What is a Heap File?
A heap file is the simplest way a database stores records on disk: an unordered collection of pages. New records are placed wherever there is free space — there is no sorting, no indexing, no structure beyond "here are the pages."
Record Identifier (RID)
Every record in a heap file is identified by a Record ID = (page_id, slot_number). The page_id tells the storage engine which disk page to fetch, and the slot_number tells it where within that page the record lives. This two-part address is stable — it does not change unless the record is physically moved (e.g., during compaction).
Finding records
Because records are unordered, the only way to find a specific record without an index is a full table scan: read every page, examine every record, check if it matches. This is O(n) where n is the number of records — terrible for point queries, but perfectly acceptable for analytics that must read everything anyway.
Free space tracking
When a record is deleted, the page has a hole. New inserts should reuse that space. Databases track free space using one of two strategies:
-
Free Space Map (FSM) — a separate structure that records, for each page, how much free space it has. PostgreSQL uses a one-byte-per-page FSM where the value approximates the largest contiguous free chunk. To insert a 200-byte record, the engine scans the FSM for a page with at least 200 bytes free.
-
Page directory — a set of header pages that point to data pages, each entry recording the page's free space. This is a more centralized approach.

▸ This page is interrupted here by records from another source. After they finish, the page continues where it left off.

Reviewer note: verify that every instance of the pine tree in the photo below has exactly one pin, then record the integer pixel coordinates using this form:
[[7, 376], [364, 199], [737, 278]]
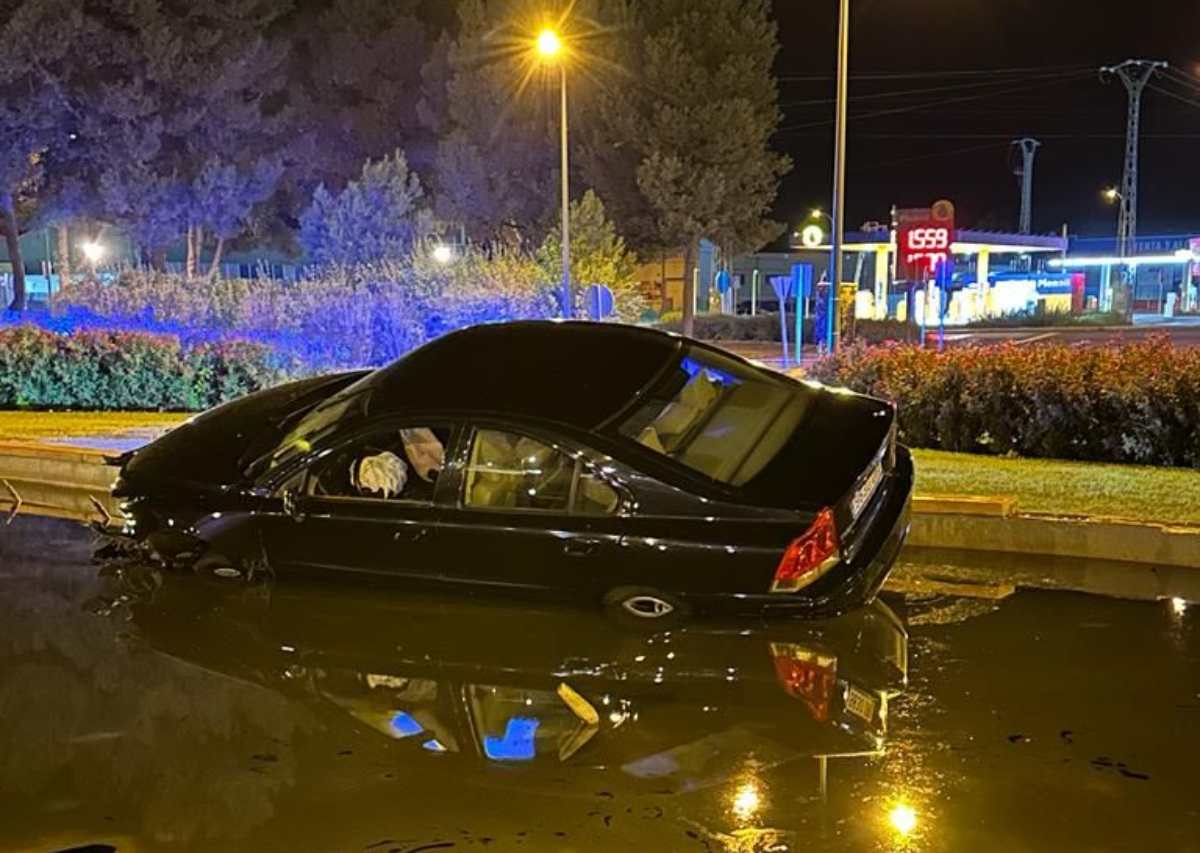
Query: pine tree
[[599, 256], [495, 114], [381, 215], [700, 118]]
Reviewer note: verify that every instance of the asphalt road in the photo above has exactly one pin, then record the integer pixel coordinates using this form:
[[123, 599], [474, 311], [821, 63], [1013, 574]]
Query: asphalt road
[[159, 713]]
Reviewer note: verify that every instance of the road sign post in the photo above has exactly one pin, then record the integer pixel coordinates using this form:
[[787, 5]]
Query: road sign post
[[783, 288], [599, 301], [802, 287]]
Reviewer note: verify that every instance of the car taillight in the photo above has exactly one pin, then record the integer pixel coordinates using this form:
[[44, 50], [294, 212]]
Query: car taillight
[[809, 556]]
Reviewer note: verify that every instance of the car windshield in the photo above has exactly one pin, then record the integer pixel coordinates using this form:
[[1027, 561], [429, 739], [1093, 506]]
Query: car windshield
[[718, 416], [347, 404]]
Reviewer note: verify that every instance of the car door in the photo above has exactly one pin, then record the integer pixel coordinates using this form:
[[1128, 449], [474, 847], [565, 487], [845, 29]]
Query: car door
[[532, 512], [367, 504]]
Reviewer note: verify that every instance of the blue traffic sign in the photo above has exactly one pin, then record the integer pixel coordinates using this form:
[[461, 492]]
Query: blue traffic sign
[[599, 301]]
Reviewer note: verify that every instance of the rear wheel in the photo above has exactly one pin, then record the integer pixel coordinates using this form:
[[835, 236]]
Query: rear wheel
[[646, 605]]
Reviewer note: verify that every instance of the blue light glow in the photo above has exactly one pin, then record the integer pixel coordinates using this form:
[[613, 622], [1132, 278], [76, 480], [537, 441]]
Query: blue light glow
[[517, 742], [402, 725]]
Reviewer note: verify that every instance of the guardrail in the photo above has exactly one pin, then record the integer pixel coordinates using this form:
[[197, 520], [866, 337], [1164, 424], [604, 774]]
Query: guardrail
[[60, 482]]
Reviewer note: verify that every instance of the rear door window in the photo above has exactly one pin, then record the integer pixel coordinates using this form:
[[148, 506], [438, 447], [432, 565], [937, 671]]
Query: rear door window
[[718, 416], [509, 470]]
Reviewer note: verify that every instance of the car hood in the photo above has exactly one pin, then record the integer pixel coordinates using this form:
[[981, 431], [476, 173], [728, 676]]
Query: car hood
[[214, 448]]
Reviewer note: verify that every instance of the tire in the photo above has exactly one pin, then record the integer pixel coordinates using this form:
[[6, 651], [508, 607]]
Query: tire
[[646, 606], [220, 568]]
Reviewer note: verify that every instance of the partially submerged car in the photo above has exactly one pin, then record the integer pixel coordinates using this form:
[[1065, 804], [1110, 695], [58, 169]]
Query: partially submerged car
[[545, 691], [603, 462]]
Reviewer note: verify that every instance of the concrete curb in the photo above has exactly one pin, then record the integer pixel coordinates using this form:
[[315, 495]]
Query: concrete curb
[[73, 482]]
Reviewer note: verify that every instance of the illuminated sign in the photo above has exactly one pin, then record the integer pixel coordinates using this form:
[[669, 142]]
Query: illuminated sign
[[923, 240]]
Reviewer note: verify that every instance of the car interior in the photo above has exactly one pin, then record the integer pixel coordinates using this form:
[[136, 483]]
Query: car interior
[[396, 464]]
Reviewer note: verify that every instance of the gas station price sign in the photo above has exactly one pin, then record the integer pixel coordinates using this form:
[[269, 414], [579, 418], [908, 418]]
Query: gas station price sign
[[924, 236]]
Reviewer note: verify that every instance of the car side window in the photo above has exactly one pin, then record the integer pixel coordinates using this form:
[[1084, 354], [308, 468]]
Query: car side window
[[396, 463], [510, 470], [516, 472]]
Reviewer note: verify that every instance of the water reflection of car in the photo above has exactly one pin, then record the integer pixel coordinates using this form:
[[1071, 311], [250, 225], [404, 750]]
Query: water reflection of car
[[549, 688], [604, 462]]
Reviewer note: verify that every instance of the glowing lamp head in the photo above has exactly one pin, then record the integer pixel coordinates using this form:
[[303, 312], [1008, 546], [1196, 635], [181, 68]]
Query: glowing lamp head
[[811, 236], [549, 44], [903, 818], [93, 251]]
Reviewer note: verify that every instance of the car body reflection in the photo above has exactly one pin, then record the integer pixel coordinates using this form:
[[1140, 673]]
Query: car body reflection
[[549, 690]]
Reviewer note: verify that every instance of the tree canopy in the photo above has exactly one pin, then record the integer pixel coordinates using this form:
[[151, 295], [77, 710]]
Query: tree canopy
[[207, 120]]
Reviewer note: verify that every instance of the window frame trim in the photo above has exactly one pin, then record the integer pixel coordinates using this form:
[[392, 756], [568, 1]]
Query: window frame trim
[[303, 467], [581, 454]]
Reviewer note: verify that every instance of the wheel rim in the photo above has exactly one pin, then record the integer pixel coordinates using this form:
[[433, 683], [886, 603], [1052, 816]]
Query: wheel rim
[[647, 606]]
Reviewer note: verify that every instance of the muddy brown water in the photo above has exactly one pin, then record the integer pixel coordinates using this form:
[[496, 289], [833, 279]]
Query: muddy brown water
[[144, 712]]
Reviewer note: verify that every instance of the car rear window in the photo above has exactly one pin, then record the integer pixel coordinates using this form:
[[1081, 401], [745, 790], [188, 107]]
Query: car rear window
[[718, 416]]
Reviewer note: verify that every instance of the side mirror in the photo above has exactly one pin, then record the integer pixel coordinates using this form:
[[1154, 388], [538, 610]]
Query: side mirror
[[291, 505]]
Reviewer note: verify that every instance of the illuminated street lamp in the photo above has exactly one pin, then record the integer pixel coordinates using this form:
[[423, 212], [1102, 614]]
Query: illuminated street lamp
[[838, 216], [550, 49], [93, 253]]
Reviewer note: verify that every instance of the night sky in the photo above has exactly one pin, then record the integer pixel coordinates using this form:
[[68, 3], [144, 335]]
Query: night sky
[[960, 150]]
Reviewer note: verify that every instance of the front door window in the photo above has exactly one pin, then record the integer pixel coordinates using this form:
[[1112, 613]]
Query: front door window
[[387, 464]]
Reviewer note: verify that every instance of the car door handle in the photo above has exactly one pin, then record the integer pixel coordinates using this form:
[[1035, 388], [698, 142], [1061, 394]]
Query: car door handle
[[582, 547]]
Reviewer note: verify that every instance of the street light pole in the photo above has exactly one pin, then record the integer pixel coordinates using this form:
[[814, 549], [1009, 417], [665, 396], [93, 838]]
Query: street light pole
[[550, 47], [839, 172], [568, 301]]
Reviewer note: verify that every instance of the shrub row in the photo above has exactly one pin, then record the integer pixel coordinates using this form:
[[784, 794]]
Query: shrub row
[[346, 317], [766, 328], [132, 371], [1134, 403]]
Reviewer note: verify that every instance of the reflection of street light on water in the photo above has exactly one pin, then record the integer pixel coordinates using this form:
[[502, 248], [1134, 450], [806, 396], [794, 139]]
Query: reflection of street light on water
[[747, 802], [903, 818]]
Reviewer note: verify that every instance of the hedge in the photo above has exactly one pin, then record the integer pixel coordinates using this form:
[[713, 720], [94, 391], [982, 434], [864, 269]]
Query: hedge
[[1133, 403], [346, 317], [126, 371], [766, 328]]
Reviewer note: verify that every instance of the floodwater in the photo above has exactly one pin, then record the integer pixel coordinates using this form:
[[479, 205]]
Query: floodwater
[[150, 713]]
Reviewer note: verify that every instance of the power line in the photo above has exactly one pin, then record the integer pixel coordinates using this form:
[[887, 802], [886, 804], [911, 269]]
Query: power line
[[906, 92], [913, 108], [917, 74], [1008, 136], [1168, 92], [1181, 78], [931, 155]]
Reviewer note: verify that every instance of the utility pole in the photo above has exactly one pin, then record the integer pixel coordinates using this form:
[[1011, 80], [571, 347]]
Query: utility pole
[[839, 173], [1025, 172], [1134, 73]]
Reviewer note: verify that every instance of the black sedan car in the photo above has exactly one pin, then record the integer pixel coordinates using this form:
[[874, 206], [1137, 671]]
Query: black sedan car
[[601, 462]]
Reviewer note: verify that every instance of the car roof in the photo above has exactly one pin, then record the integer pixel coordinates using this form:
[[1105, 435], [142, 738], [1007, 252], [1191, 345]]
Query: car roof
[[571, 372]]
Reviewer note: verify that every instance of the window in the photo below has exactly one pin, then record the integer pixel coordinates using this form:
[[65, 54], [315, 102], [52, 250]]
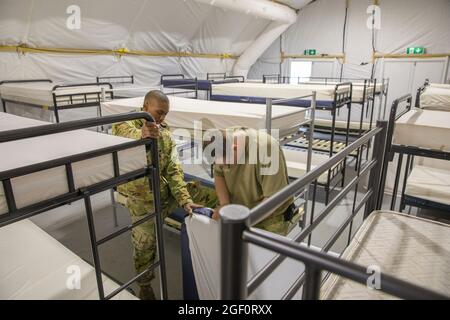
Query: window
[[301, 70]]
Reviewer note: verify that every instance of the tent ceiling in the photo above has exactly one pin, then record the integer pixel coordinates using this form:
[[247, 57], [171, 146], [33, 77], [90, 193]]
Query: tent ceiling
[[296, 4]]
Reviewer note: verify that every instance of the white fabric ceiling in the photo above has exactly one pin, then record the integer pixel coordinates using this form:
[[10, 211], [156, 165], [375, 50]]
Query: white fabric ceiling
[[178, 25], [320, 25], [147, 25]]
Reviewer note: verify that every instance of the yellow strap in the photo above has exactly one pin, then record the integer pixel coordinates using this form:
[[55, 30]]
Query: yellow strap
[[118, 52]]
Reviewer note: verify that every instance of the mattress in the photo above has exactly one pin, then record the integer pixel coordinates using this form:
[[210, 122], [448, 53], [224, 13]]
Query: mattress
[[36, 266], [278, 91], [296, 161], [41, 93], [429, 183], [424, 129], [43, 185], [342, 125], [190, 84], [185, 112], [436, 97], [204, 245], [418, 252]]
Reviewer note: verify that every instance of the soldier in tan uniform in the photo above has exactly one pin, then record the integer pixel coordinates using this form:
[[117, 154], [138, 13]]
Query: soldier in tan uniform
[[246, 183], [175, 192]]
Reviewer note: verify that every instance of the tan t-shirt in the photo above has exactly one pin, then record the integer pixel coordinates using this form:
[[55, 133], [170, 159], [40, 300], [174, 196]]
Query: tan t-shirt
[[248, 184]]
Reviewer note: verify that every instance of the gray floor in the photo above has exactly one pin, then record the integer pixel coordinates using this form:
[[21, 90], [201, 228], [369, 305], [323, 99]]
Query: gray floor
[[69, 226]]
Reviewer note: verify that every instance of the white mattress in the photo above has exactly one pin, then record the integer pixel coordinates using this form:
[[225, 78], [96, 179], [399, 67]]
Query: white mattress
[[354, 125], [424, 129], [296, 161], [429, 183], [204, 245], [436, 97], [358, 89], [213, 114], [418, 252], [280, 91], [36, 266], [40, 93], [43, 185]]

Page organization strategies
- Linked list: pages form two linked lists — one for pages with free space, one for full pages. Simple but requires traversal to find a page.
- Page directory: a few special pages act as a directory, listing all data pages and their free capacity. More random-access friendly.
When heap files shine
Heap files are ideal for bulk inserts (append to any page with space — no ordering to maintain) and sequential scans (read every page in order). They are the default storage for tables in PostgreSQL and MySQL (InnoDB's clustered index is technically a B+Tree heap, but secondary heap files exist). The weakness is point queries: without an index, every lookup is a full scan.
Real-Life: PostgreSQL Table Storage
When you create a table in PostgreSQL and insert rows, they are stored in a heap file on disk. Each table maps to one or more OS files, and each file is divided into 8 KB pages.
Inserting a row:
- PostgreSQL checks the Free Space Map to find a page with enough room.
- It writes the row into that page at the next available slot.
- The row's physical location is called a ctid — a (page, offset) pair, which is PostgreSQL's Record ID.
SELECT * FROM users WHERE id = 42 (no index):
- PostgreSQL performs a sequential scan — it reads every page of the heap file.
- For each page, it examines each row tuple and checks if id = 42.
- This is why adding an index (B-tree on id) is critical: it maps id=42 directly to a ctid, skipping the scan.
Deleting a row:
- The row is not physically removed. Instead, it is marked as dead (invisible to new transactions).
- The space is reclaimed later by VACUUM, which updates the Free Space Map so future inserts can reuse the slot.
Heap files are also used in MySQL's MyISAM engine, SQLite's table storage, and Oracle's heap-organized tables.